Although it might seem counterintuitive, a cardinal rule in the selection process is, once a sample has been selected by the clock filter algorithm, older samples are no longer selectable. This applies also to the clock select algorithm. Once the peer variables for a source have been selected, older variables of the same or other sources are no longer selectable. The reason for these rules is to limit the time delay in the clock discipline algorithm. This is necessary to preserve the optimum impulse response and thus the risetime and overshoot.

This means that not every sample can be used to update the peer variables, and up to seven samples can be ignored between selected samples. This fact has been carefully considered in the discipline algorithm design with due consideration for feedback loop delay and minimum sampling rate. In engineering terms, even if only one sample in eight survives, the resulting sample rate is twice the Nyquist rate at any time constant and poll interval.

Quality of Service

Of interest in the following discussion is how an NTP client determines the system performance using a source population including reference clocks and remote servers. This is determined for each source from two statistics, peer jitter and peer distance. Peer jitter is determined from various jitter components as described above. It represents the nominal error in determining the clock offset.

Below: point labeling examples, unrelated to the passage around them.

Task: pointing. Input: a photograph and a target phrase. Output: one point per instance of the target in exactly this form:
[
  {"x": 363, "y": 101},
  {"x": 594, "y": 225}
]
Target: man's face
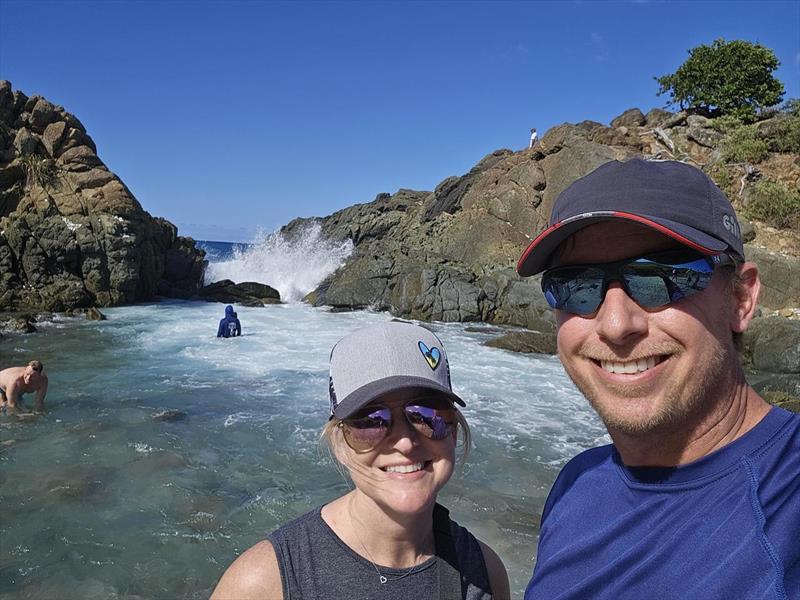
[
  {"x": 646, "y": 370},
  {"x": 31, "y": 375}
]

Peer distance represents the maximum error of the estimate due to all causes.

The peer distance statistic is computed as one-half the root delay to the primary source of time; i.e., the primary reference clock, plus the root dispersion. The root variables are included in the NTP packet header received from each source. When calculating peer delay , the root delay is the sum of the root delay in the packet and the peer delay, while the root dispersion is the sum of the root dispersion in the packet and the peer dispersion.

A source is considered selectable only if its peer distance is less than the select threshold, by default 1.5 s, but can be changed according to client preference using the maxdist option of the tos command. When an upstream server loses all sources, its peer distance apparent to dependent clients continues to increase. The clients are not aware of this condition and continue to accept synchronization as long as the peer distance is less than the select threshold.

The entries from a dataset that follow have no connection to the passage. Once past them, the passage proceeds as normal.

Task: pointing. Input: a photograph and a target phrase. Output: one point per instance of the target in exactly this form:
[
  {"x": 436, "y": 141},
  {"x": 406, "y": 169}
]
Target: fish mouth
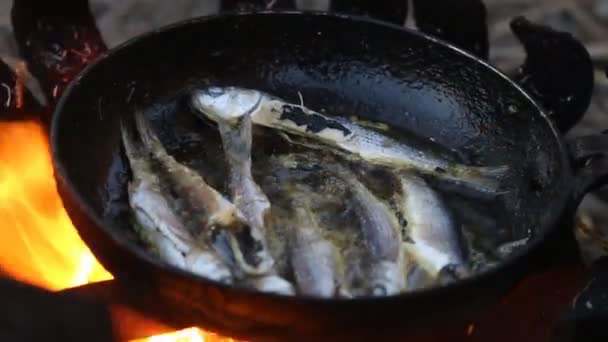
[{"x": 202, "y": 109}]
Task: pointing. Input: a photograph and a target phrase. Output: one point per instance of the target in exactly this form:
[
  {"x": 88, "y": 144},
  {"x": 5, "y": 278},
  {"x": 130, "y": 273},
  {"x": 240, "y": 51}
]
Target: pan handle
[
  {"x": 589, "y": 155},
  {"x": 587, "y": 316}
]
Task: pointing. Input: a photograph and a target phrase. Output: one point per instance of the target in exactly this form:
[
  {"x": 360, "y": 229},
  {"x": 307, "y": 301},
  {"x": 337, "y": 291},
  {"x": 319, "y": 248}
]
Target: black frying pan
[{"x": 346, "y": 65}]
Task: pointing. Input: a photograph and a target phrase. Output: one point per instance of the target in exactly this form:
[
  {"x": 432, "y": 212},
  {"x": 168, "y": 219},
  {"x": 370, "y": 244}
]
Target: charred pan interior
[{"x": 349, "y": 78}]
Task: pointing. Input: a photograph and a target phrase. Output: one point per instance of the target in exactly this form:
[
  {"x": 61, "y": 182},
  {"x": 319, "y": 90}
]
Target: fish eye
[{"x": 215, "y": 91}]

The -peer distance statistic is also used by the select, cluster and mitigation algorithms. In this respect, it is called the root synchronization distance shortened to root distance. The root distance is used in the following ways.

The root distance functions as a metric in the selection and weighting of the various available sources. The strategy using the metric is to minimize the root distance, or equivalently to minimize the maximum error in cases of multiple sources. As used in the NTP design, this is described as a minimax strategy.

The algorithms described on the Mitigation Rules and the prefer Keyword page deliver several important statistics, including system offset and system jitter. These statistics are determined by the clock combine algorithm. System offset is best interpreted as the maximum-likelihood estimate of the system clock offset, while system jitter is best interpreted as the expected error of this estimate.

Maximum system error is determined from delay and dispersion contributions and represents the worst-case error due to all causes. In order to simplify discussion, certain minor contributions to the maximum error statistic are ignored. If the precision time kernel support is available, both the estimated error and maximum error are reported to user programs via the ntp_adjtime() kernel system call. See the Kernel Model for Precision Timekeeping page for further information.